Ist der alte Sensor vollständig ausgefallen, kann seine ID möglicherweise nicht mehr direkt ausgelesen werden.

Dann sollte geprüft werden, ob die ID anderweitig dokumentiert ist, beispielsweise aus:

  • einem früheren RDKS-Scan
  • Werkstattunterlagen
  • gespeicherten Diagnosedaten
  • anderen vorhandenen Fahrzeug- oder Servicedaten
Ist die alte ID nicht verfügbar, kann eine neue ID notwendig sein

Dann muss der Ersatzsensor je nach Fahrzeug mit dem vorgesehenen Verfahren neu angelernt werden.

Klonen oder neue ID? Die passende Fahrzeugstrategie wählen

Beide Vorgehensweisen können technisch richtig sein. Entscheidend ist, was das konkrete Fahrzeug vorsieht und unterstützt.

Variante A: bekannte ID klonen

Das kann sinnvoll sein, wenn:

  • die alte ID verfügbar ist
  • ein kompatibler programmierbarer Sensor vorhanden ist
  • das Fahrzeug mit der bekannten ID sinnvoll weiterarbeiten kann
  • ein zweiter Radsatz aufgebaut wird
  • ein einzelner Sensor ersetzt werden soll

Variante B: neue Sensor-ID verwenden

Eine neue ID kann sinnvoll oder notwendig sein, wenn:

  • die alte ID nicht verfügbar ist
  • das Fahrzeug neue Sensoren automatisch lernen kann
  • das Fahrzeug mehrere Radsätze verwalten kann
  • das vorgesehene Serviceverfahren mit neuen IDs arbeitet
Klonen ist eine Strategie – keine Pflicht

Eine neue ID ist nicht technisch schlechter. Entscheidend ist, dass sie korrekt programmiert und nach Fahrzeugvorgabe angelernt wird.

Geklonte Sensor-ID und Sensorbatterie unterscheiden

Beim Klonen wird die Identifikation übernommen. Der neue Sensor besitzt trotzdem seine eigene Elektronik und seine eigene interne Energieversorgung.

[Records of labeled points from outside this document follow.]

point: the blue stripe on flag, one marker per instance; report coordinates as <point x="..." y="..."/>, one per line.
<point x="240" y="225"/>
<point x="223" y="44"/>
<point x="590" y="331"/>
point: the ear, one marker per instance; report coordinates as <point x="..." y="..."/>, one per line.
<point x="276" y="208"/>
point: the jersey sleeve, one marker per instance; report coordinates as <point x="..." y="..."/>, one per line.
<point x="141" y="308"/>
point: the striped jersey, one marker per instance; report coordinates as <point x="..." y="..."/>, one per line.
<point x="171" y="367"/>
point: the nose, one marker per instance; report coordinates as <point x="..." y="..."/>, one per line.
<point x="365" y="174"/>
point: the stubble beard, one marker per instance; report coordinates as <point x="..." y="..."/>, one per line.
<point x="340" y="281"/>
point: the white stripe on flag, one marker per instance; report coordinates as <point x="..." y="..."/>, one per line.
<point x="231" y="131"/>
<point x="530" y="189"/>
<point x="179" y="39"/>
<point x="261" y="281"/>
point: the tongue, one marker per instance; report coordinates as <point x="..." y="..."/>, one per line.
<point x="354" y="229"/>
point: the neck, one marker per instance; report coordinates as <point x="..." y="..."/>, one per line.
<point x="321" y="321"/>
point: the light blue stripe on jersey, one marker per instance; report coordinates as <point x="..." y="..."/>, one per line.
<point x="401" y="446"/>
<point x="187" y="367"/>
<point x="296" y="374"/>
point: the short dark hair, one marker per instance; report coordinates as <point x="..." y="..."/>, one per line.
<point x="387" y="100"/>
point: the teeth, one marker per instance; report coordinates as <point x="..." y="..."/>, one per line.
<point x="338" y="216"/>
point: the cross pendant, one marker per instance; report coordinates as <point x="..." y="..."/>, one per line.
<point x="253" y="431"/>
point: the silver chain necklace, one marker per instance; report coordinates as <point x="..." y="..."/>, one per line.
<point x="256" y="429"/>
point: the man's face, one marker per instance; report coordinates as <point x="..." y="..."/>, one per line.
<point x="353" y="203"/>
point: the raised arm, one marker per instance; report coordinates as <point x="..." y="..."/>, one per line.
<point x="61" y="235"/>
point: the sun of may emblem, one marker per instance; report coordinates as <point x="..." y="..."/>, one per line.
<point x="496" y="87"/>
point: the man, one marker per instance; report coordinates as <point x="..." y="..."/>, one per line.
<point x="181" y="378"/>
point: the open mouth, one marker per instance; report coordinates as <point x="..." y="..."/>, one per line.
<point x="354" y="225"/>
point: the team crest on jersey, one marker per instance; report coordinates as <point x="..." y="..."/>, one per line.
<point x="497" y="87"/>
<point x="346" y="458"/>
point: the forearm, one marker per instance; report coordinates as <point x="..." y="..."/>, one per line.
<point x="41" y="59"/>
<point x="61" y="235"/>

Geklonte ID bedeutet nicht geklonte alte Sensorbatterie

Der neue Sensor übernimmt die Identifikation des alten Sensors, nicht dessen Alter oder dessen verbleibende Energieversorgung.

Radposition kann ein eigenes Thema bleiben

Einige Fahrzeuge erkennen Radpositionen automatisch, andere benötigen eine Zuordnung oder Lernprozedur.

Eine geklonte ID ersetzt deshalb nicht automatisch jede fahrzeugspezifische Positionslogik.

Typische Fehler beim Klonen vermeiden

Viele Probleme entstehen nicht durch das Klonprinzip selbst, sondern durch falsche Zuordnung oder ungeeignete Sensoren.

Falsche Sensor-ID übernommen

Wird versehentlich die ID eines anderen Sensors kopiert, kann die Zuordnung im Fahrzeug falsch oder uneindeutig werden.

Doppelte ID innerhalb des montierten Radsatzes

Innerhalb eines montierten Radsatzes sollten nicht versehentlich zwei unterschiedliche Räder mit derselben falschen Sensor-ID arbeiten.

IDs sauber dokumentieren

Bei vier Sensoren sollte vor dem Programmieren klar sein, welche Identifikation wohin gehört beziehungsweise welche vier IDs zum verwendeten Radsatz gehören.

Richtige ID auf falschem Sensor

Ein besonders wichtiger Fehler:

Die Sensor-ID stimmt, aber der Sensor unterstützt das erforderliche Fahrzeugprotokoll nicht.

Eine richtige Sensor-ID macht einen technisch falschen Sensor nicht kompatibel.

Fahrzeuganwendung und Sensorhardware müssen unabhängig von der ID passen.

Mechanische Felgenpassform vergessen

Auch ein korrekt programmierter und geklonter Sensor muss mechanisch zur Felge passen.

Je nach Anwendung relevant:

  • Ventilausführung
  • Ventilbohrung
  • Sensorbefestigung
  • Felgenkontur
  • Freigängigkeit zum Reifenwulst

Zwei Radsätze mit identischen IDs

Bei geklonten Sommer- und Winterradsätzen besitzen zwei physisch unterschiedliche Sensoren dieselbe Identifikation.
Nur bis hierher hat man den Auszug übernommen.